JAKARTA, March 19 — As Indonesia saw its worst market fall in a decade, investors watched the value of their holdings plummet including the country’s richest woman, who lost half her fortune in just three days when her company’s stock took a tumble.
Marina Budiman had prospered from the rising value of her company DCI Indonesia’s shares that raised her net worth to US$7.5 billion (RM33.2 billion) making her the richest woman in Indonesia.
That winning streak reversed however when Indonesia’s stock market came crashing down due to a variety of domestic factors (a worsening fiscal outlook and President Prabowo Subianto’s economic policies) and global economic factors (US tariff policy, geopolitical developments, trade wars).
In just three days Marina’s net worth tumbled to just half after DCI’s stock value tumbling, with the company being the worst performer in the stock market meltdown that was so alarming it triggered a 30-minute trading pause.

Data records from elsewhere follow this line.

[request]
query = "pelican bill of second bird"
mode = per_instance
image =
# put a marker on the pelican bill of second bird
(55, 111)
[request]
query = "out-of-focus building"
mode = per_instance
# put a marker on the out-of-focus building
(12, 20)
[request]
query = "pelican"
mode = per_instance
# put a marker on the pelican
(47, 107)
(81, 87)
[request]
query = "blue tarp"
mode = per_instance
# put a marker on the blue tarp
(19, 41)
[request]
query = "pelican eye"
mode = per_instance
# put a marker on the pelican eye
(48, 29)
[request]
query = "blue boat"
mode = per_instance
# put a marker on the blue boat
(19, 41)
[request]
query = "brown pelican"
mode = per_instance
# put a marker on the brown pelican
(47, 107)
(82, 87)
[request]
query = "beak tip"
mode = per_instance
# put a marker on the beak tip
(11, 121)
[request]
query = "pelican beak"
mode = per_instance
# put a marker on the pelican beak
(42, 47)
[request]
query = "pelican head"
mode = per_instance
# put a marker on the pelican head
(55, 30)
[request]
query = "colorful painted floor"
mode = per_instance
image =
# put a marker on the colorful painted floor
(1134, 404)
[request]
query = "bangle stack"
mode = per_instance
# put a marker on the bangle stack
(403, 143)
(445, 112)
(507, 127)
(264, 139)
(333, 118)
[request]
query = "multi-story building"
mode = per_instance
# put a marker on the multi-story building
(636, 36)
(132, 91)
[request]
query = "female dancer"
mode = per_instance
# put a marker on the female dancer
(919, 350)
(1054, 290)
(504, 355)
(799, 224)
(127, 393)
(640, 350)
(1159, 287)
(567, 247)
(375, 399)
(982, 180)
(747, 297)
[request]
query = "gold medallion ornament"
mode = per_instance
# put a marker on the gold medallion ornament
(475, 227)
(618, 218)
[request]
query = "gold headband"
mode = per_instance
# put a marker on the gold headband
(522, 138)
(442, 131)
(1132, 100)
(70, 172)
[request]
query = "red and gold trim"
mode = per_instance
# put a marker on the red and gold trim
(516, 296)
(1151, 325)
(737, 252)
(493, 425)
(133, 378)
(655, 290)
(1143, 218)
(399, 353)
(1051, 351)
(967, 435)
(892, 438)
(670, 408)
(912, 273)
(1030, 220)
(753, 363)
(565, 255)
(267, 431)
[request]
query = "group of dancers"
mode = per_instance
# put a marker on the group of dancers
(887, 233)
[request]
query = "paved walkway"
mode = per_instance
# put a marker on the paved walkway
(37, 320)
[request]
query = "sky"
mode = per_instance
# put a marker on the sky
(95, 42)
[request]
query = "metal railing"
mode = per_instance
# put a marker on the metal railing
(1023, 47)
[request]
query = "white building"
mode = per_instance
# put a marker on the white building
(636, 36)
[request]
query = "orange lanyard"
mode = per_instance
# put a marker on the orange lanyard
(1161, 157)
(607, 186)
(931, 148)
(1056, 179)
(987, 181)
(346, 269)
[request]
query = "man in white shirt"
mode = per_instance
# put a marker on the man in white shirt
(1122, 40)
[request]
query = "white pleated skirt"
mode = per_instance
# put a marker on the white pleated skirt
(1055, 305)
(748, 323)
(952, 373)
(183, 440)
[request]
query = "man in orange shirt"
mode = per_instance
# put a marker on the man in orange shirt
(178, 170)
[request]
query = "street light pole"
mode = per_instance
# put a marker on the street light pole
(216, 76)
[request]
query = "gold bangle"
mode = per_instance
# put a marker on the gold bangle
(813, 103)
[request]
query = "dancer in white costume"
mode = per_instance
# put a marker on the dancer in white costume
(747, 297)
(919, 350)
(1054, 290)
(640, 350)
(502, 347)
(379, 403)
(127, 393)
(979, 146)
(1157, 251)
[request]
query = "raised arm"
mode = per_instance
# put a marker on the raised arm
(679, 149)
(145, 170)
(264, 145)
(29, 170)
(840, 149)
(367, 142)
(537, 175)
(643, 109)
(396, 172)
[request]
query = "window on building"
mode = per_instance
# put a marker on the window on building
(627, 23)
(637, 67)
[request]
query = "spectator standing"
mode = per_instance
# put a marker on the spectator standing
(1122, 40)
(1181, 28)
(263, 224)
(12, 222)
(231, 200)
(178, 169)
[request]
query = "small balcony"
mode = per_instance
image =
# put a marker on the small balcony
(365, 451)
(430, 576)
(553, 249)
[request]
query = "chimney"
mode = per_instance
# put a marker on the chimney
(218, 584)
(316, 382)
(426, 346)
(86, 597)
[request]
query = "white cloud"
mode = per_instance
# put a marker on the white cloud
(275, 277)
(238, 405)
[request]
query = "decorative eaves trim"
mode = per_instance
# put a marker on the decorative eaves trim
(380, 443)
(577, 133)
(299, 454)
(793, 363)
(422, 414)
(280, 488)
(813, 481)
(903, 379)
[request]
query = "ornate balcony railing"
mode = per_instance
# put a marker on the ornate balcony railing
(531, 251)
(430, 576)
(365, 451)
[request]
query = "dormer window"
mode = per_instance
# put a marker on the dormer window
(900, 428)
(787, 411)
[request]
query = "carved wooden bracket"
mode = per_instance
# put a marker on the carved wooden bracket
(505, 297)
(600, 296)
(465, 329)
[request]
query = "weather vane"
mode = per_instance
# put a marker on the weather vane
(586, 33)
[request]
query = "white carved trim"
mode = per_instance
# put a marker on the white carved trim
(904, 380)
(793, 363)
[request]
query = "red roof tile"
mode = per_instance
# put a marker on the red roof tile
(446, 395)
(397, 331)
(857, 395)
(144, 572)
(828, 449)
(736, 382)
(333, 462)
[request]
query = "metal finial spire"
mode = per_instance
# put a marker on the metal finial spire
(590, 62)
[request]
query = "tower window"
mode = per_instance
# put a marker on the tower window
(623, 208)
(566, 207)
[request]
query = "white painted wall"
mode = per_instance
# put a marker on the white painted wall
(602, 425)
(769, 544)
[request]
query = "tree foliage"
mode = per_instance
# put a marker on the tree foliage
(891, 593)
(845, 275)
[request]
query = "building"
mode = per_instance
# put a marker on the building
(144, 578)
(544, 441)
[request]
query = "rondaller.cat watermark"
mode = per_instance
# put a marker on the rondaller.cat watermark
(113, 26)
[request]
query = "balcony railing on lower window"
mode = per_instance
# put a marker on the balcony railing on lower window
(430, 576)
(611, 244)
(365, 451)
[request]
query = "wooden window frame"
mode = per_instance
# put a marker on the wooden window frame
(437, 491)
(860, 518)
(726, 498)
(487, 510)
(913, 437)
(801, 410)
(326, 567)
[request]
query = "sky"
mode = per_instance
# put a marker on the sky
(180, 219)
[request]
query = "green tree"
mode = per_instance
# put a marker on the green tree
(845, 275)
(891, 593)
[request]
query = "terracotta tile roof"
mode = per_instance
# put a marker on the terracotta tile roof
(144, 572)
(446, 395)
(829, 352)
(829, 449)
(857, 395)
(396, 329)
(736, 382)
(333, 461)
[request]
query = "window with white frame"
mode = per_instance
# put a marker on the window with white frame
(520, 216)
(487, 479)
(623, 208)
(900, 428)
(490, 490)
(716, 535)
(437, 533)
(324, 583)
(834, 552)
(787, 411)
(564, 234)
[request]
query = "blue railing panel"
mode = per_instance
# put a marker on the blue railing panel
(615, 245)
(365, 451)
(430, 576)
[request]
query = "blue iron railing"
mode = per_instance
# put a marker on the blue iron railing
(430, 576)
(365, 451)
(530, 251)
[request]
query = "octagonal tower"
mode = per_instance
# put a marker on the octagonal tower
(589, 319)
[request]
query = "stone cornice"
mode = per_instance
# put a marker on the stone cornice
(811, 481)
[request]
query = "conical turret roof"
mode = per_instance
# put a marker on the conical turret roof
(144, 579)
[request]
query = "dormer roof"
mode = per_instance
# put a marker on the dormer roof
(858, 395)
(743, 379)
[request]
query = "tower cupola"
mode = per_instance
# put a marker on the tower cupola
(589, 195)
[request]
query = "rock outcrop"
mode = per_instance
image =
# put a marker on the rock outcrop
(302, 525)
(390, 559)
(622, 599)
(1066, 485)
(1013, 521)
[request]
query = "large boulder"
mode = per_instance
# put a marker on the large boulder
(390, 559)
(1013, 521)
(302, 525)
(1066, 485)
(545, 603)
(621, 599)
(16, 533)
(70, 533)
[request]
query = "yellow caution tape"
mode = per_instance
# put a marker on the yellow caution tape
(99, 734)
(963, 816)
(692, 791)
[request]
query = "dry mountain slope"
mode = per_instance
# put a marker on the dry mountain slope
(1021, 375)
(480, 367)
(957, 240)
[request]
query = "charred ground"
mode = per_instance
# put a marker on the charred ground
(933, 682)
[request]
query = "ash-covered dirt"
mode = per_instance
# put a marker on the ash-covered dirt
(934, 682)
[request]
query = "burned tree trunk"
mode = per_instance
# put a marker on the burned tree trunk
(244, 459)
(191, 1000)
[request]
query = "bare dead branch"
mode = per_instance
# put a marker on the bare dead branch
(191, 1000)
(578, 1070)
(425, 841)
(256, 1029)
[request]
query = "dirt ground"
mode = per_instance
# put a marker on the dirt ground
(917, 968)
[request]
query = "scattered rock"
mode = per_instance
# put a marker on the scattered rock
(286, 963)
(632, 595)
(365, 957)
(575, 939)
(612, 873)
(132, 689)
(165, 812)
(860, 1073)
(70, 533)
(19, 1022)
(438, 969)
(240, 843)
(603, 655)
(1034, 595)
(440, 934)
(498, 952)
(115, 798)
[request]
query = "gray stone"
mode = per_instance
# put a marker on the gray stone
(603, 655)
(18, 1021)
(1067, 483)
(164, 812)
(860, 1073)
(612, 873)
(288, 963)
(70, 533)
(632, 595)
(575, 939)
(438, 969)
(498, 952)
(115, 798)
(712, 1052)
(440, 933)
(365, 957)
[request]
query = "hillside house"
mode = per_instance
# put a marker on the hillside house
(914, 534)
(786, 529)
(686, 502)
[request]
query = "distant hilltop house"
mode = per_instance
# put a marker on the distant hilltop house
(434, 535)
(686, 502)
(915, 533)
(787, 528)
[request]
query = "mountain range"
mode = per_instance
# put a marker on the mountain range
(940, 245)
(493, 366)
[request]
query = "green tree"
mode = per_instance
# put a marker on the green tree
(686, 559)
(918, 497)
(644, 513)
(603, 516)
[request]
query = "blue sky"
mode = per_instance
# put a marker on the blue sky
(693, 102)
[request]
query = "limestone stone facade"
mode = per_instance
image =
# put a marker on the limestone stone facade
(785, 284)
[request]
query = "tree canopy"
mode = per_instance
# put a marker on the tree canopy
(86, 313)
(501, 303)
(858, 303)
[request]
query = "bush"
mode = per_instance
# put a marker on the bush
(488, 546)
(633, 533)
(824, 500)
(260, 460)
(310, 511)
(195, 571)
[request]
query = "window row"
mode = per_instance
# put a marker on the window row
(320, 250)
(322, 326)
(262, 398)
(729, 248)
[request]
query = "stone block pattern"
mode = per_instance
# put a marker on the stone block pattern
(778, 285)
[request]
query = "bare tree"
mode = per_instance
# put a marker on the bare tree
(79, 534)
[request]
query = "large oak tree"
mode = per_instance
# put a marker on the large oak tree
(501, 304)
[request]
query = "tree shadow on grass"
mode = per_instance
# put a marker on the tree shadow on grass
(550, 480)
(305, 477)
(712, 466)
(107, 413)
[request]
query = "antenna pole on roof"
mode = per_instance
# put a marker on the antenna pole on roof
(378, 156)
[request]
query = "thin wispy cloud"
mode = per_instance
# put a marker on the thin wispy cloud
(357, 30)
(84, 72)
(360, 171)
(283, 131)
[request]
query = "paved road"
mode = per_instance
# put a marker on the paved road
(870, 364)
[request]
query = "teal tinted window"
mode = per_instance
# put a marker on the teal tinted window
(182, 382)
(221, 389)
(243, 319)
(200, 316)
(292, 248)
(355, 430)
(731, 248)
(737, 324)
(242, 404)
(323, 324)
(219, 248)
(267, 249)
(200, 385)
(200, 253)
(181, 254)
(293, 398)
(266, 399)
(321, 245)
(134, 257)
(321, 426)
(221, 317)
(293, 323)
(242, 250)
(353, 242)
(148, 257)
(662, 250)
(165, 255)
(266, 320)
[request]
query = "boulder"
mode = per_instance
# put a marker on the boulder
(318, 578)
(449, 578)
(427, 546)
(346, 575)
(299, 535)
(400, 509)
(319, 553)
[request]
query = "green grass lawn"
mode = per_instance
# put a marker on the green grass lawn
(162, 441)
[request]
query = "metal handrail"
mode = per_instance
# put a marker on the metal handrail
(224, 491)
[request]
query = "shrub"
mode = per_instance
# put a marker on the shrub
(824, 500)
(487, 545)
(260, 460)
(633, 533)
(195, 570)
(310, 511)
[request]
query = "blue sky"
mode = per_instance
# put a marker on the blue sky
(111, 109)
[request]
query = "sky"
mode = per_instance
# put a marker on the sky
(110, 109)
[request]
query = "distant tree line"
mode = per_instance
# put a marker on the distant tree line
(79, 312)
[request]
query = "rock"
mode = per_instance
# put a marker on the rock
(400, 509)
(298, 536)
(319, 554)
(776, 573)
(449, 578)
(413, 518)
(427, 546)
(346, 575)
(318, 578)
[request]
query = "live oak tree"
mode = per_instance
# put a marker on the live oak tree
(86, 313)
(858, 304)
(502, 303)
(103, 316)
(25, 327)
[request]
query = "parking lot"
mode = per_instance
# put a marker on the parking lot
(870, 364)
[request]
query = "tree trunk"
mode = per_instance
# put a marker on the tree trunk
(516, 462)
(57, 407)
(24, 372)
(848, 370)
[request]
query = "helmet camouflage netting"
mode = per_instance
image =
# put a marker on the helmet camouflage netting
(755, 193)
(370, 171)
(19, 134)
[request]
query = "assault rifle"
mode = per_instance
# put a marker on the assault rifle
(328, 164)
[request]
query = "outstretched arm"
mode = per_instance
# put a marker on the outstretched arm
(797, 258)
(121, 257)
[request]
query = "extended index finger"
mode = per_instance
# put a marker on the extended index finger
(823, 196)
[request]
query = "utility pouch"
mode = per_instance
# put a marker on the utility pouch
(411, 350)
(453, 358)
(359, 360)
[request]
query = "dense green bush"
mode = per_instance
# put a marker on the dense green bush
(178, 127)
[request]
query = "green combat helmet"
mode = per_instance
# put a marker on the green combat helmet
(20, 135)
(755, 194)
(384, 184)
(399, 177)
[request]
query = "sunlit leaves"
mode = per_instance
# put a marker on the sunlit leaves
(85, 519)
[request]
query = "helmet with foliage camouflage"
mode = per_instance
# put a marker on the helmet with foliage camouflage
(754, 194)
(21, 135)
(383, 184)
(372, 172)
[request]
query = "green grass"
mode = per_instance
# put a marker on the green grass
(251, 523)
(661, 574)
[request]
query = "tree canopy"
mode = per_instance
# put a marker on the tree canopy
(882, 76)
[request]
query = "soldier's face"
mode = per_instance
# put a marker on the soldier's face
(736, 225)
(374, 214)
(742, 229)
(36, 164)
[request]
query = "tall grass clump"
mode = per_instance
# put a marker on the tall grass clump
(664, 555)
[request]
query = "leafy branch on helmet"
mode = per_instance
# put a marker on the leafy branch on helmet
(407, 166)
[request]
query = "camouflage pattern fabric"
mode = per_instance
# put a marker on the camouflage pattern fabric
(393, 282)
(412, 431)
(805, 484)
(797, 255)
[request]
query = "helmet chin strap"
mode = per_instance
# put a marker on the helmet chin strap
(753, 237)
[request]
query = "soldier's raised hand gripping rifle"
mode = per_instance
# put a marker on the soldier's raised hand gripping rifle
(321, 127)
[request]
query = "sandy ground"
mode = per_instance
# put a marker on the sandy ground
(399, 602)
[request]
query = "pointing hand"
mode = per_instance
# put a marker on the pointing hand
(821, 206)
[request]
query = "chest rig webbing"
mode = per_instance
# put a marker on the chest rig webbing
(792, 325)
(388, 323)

DCI was vulnerable due to 78 per cent of its shares being owned by just four people, Marina, co-founders Han Arming Hanafia and Otto Toto Sugiri as well as billionaire Anthoni Salim.
Bloomberg reported Mohit Mirpuri, a fund manager at SGMC Capital Pte in Singapore, as saying : “DCI’s price swings are largely a function of its tight free float. Bid-offer spreads are narrow, so any substantial positioning can move the stock significantly.”
DCI being in the business of data centres likely drew investors who saw potential due to the increased foreign investment from tech giants such as Oracle Corp, which is in discussions with Indonesia’s government to build cloud service centres in the country.